Many people also find delegation a handy tool. By delegating your financial decisions to a professional who you trust to manage your portfolio, you can spare yourself a lot of stress and rest assured that you will receive sound advice as to how best to execute your financial plan to achieve your goals.

Don’t sabotage your future self

Bad market performance, government lockdowns, global epidemics and loadshedding aren’t what threaten our investing and financial behaviour.

Our biggest threat is ourselves.

Studies have shown that people improve substantially in financial and investment decisions as they get older. When we are young — and perhaps less secure in our financial situation — we have a tendency to be controlled by emotional biases; strong impulses that can be detrimental to our investment habits.

Behavioural economists refer to some typical flaws that are commonly seen in investment decisions as failures of rationality. In order to achieve long-term financial goals, it is, therefore, important to identify and wrestle with some of our personality-driven investing mistakes.

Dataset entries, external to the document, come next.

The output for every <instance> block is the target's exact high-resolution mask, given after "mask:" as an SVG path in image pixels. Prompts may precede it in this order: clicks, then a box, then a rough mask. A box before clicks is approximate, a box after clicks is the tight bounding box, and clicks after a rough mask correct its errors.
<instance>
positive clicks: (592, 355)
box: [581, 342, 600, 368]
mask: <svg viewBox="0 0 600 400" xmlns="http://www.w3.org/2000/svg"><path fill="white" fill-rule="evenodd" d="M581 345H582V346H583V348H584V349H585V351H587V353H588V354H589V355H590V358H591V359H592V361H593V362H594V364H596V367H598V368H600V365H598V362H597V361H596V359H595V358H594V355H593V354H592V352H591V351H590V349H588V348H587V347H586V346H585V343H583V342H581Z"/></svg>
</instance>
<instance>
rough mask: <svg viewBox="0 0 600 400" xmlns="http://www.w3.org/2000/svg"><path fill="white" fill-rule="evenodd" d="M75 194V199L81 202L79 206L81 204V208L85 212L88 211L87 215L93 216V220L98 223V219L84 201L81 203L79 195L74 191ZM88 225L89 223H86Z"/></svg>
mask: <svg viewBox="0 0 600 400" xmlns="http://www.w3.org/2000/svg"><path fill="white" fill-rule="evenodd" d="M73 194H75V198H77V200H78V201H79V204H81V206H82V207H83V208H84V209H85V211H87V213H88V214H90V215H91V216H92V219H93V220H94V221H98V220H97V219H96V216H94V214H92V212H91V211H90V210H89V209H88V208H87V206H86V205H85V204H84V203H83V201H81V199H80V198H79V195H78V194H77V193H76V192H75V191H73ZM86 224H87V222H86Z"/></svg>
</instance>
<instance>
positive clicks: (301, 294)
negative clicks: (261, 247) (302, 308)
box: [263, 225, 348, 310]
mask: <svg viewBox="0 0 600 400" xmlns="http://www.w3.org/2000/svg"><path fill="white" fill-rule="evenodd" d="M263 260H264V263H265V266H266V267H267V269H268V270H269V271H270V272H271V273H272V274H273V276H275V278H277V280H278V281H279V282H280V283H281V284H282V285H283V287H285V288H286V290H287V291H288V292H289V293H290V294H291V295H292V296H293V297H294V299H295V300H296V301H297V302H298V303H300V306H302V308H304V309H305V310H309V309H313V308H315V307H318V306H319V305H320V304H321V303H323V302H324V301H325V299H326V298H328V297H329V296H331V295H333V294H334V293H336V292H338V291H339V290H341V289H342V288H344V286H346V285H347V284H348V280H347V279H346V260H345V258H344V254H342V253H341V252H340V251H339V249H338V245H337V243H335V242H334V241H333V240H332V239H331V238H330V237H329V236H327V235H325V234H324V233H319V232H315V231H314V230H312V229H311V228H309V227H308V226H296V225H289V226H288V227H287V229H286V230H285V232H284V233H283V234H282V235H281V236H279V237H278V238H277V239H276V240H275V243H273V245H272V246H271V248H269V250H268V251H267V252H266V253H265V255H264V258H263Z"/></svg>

Even more so when we’re going through a crisis and it’s confrontational!

It’s hard, but it’s not impossible.

The first step is to accept that a problem exists in the way that we approach our decision making – before we sabotage ourselves. It is then a question of devising a set of strategies to control, or at least mitigate, harmful decisions.

It’s important to be kind to yourself at this point – sabotaging your future self DOES NOT mean overextending yourself now to keep up with premiums, but it also means not selling off investments out of fear if it’s not in your best interest. The goal is to slow your decision process down so you avoid making errors you will regret.

According to a survey conducted by Barclays Wealth, many wealthy investors realise their tendency to make emotional decisions, and would be happy to have some help dealing with certain issues.

The ability to exercise control plays a vital part in financial decision-making, especially when investment climates can be volatile, confusing, and nerve-wracking. It is important to feel confident in your financial plan, so that you can resolutely commit to whatever investment strategy you decide will benefit your future self best.

For example, research suggests that there is a psychological phenomenon referred to as the trading paradox. A high percentage of investors feel they need to trade frequently in order to maximise their investment gains but, at the same time, many of the same investors feel that their overall returns suffer because they trade too much. Even though certain investors have this realisation and see the downfalls of their actions, they still give in to emotionally-triggered temptations and often miss out on optimal returns as a result.

Behavioural coaching, in this instance, could help someone to focus on methods of changing this behaviour for good.

Behavioural Coaching

Behavioural coaching employs a range of professional techniques to help you to make changes to certain patterns of behaviour. Behaviour comprises actions and reactions, and behavioural coaching has been defined by the Behavioural Coaching Institute as “the art of facilitating the learning and development of an individual, so as to increase their effectiveness and happiness”.

It emphasises that much of human behaviour is, in fact, learned, and that all behaviours result in positive or negative consequences for the individual and those around them.

This model of coaching, therefore, involves identifying and measuring certain learned behaviours and their impacts. To do this requires an exploration of core values and motivations, as well as assessing covert behaviours (such as anxiety or self-defeating beliefs) in relation to overt actions (such as public speaking).

Once you have identified an issue and sought professional guidance in establishing a personal set of effective coping mechanisms, it is important to consistently exercise your newfound good habits. These need to be practiced on an ongoing basis, and regular monitoring and evaluation will help you to achieve long-term success.